文化交流:インド政府の文化使節として世界各国で演奏活動を行い、インド音楽の普及に貢献しました。
ラヴィ・シャンカールは1920年に生まれ、2012年に92歳で他界するまで、シタール奏者として世界中で活躍し、インド音楽の発展と普及に多大な貢献をしました。彼の娘であるアヌーシュカ・シャンカルも著名なシタール奏者として活躍しています。
シタールを使った名曲
シタールの名曲には以下のようなものがあります。
ノルウェーの森 – ビートルズ
ジョージ・ハリスンがシタールを演奏した楽曲として有名です。ロック音楽にシタールを取り入れた先駆的な作品として知られています。
ペイント・イット・ブラック – ローリング・ストーンズ
シタールの音色が印象的に使われた楽曲で、東洋的な雰囲気と西洋ロックの融合が特徴的です。
ラーガ・マーラ – ラヴィ・シャンカール
インド古典音楽の大家ラヴィ・シャンカールによる代表作の一つで、シタールの魅力を存分に引き出した名曲です。
ウィザイン・ユー・ウィザウト・ユー – ザ・バーズ
サイケデリック・ロックの名曲として知られ、シタールが効果的に使用されています。
ラヴ・ユー・トゥ – ザ・ビートルズ
「ホワイト・アルバム」に収録された楽曲で、ジョージ・ハリスンのシタール演奏が印象的です。
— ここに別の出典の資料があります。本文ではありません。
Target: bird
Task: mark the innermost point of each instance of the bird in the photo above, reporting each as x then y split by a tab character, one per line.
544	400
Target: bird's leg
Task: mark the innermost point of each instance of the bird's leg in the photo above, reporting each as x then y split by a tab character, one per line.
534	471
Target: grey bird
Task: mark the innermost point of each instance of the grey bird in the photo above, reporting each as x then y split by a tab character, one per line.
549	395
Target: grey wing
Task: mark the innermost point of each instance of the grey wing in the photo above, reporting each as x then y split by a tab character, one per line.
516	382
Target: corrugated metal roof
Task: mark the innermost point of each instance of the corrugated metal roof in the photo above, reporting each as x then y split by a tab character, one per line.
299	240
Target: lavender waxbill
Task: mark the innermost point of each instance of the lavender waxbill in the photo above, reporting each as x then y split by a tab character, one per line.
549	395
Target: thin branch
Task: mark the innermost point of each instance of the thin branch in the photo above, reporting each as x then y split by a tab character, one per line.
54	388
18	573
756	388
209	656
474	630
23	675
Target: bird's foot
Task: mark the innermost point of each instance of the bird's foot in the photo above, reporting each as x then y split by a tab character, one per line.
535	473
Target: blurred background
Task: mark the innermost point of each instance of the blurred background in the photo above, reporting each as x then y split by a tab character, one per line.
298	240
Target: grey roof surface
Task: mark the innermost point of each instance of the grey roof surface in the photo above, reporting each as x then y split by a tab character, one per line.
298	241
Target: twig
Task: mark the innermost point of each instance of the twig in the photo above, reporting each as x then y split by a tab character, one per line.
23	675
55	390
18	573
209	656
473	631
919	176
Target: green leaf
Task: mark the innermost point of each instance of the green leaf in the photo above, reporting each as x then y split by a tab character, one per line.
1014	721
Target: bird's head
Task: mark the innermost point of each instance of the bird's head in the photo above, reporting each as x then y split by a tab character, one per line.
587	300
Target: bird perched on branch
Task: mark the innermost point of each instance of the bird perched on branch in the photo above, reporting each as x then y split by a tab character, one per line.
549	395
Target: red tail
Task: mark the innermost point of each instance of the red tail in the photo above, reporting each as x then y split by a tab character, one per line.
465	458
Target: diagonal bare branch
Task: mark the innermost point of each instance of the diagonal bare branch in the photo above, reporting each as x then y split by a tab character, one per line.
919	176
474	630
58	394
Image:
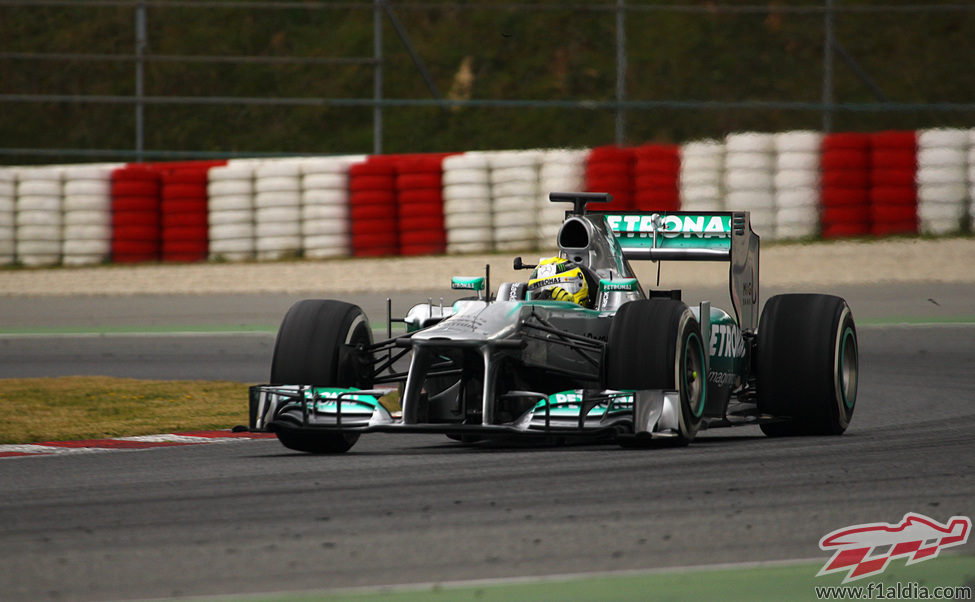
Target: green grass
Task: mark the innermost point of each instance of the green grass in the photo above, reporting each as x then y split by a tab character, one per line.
778	582
94	407
557	52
これらの楽曲は、シタールの特徴的な音色を活かしながら、それぞれのジャンルや様式の中で独自の表現を実現しています。インド古典音楽の文脈でのシタール名曲も多数ありますが、ここではより広く知られている楽曲を中心に挙げました。
シタールの種類
シタールには主に以下のような種類があります。
標準的なシタール:
最も一般的なタイプで、通常19〜21本の弦を持ちます。演奏弦は6〜7本で、残りは共鳴弦です。
スルバハール:
シタールの低音版で、より大きな胴体と長いネックを持ちます。より深く豊かな音色が特徴です。
ヴィラーヤット・カーン・スタイル・シタール:
標準的なシタールよりも小さく、弦の数が少ないのが特徴です。演奏性を重視したデザインです。
エレクトリック・シタール:
電気的に増幅できるよう改造されたシタールで、現代音楽でも使用されています。
バス・シタール:
さらに低音域を担当する大型のシタールです。
タラブ・シタール:
共鳴弦の数を増やし、より豊かな音色を追求したタイプです。
これらの種類は、主に弦の数、サイズ、音域、音色の特徴によって区別されます。演奏者の好みや演奏するジャンル、音楽的要求に応じて選択されます。
有名なメーカー
シタールのメーカーについて、以下のような情報が挙げられます。
HEMEN&CO:
検索結果に言及されている有名な楽器製作家ヘメン・チャンドラ・セン氏が設立した工房です。インド国内で最高齢の楽器職人とも言われる有名な製作家が運営しているメーカーです。
伝統的な職人による製作:
シタールは多くの場合、個人の職人や小規模な工房で製作されます。大量生産される楽器ではなく、熟練した職人による手作りが一般的です。
地域性:
インド国内の様々な地域で、それぞれの伝統や流派に基づいたシタールが製作されています。例えば、カルカッタ(現コルカタ)はシタール製作の中心地の一つとして知られています。
カスタムメイド:
多くのプロの演奏家は、自分の好みや演奏スタイルに合わせて特定の職人にカスタムメイドのシタールを依頼することがあります。
現代的なメーカー:
近年では、より大規模な生産を行う現代的なメーカーも登場していますが、伝統的な製法を守る小規模な工房や個人の職人が依然として重要な役割を果たしています。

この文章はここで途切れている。